There are a couple of functional advantages to using a tray: “One, it makes it easier to clean, because you can pick the whole thing up,” Davis said. “But also from a water-spreading standpoint, when my kids and husband wash their hands and get water all over the counter, a tray keeps it from getting into the products.”
Next to the bathtub, a caddy, stool or small side table can serve a similar purpose, so you don’t have to balance bottles on the edge of the tub or put them on the floor.
For a step closer to aesthetic bliss, consider the bottles themselves: Leaving out a hodgepodge of bottles in various shapes, sizes and colors creates visual clutter.
“The containers matter a lot,” Sallick said. Try to keep only an essential selection of bottles out, and consider giving priority to products in attractive packaging. (There’s a reason Aesop bottles appear in so many professionally photographed bathrooms.)
Or do what Sallick did. “Years ago, I found really nice, clear, rectangular containers at Muji and bought a boatload of them,” she said. Now she pours all of her soaps and shampoos into them.
If you prefer a different style of container, a wide range of attractive, refillable bottles can be found on Etsy.
To keep your bathroom looking serene, figure out where you’ll put your towels and washcloths. A stack of clean, fluffy towels can be a beautiful thing, so when they’re freshly laundered, fold them nicely and pile them up in a closet or on a shelf. “They all need to get lined up, whether you sort them by colour, by size or by trim,” Sallick said.

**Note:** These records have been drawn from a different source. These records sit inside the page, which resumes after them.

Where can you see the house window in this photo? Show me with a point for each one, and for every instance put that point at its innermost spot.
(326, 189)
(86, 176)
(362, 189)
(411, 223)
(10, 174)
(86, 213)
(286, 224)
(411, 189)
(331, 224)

Once those linens are in use, you’ll need enough hanging space for every wet towel and washcloth – which isn’t always the case in busy households – to avoid having them left on a doorknob or tossed on the floor.
“It’s essential to buy hooks and towel bars, sometimes in multiple sizes, so you have a place for everything, and everybody’s towel lives in a certain place,” Sallick said.
If you think you don’t have enough wall space, there are many options that can help. Wall-mounted towel racks can hold multiple towels. Freestanding racks can be placed on the floor. You may be able to mount short towel bars on the sides of your vanity. You could add hooks on short walls, or on the back of a door. And if all else fails, you can drag in a stool or side table.
“Sometimes, when it’s a more modern aesthetic and there aren’t so many places for towel bars, we incorporate a stool with folded towels on top,” Fried said. “It’s a furniture piece that expands where people can keep a towel handy, or drop one.”
By making sure there’s a dedicated place for everything, your bathroom won’t just look better – it will also feel better to use.
“Your bathroom should be a haven,” Silberstein said. “You deserve to have an uncluttered bathroom to be productive, to get yourself ready for the day and to look in the mirror and feel good.”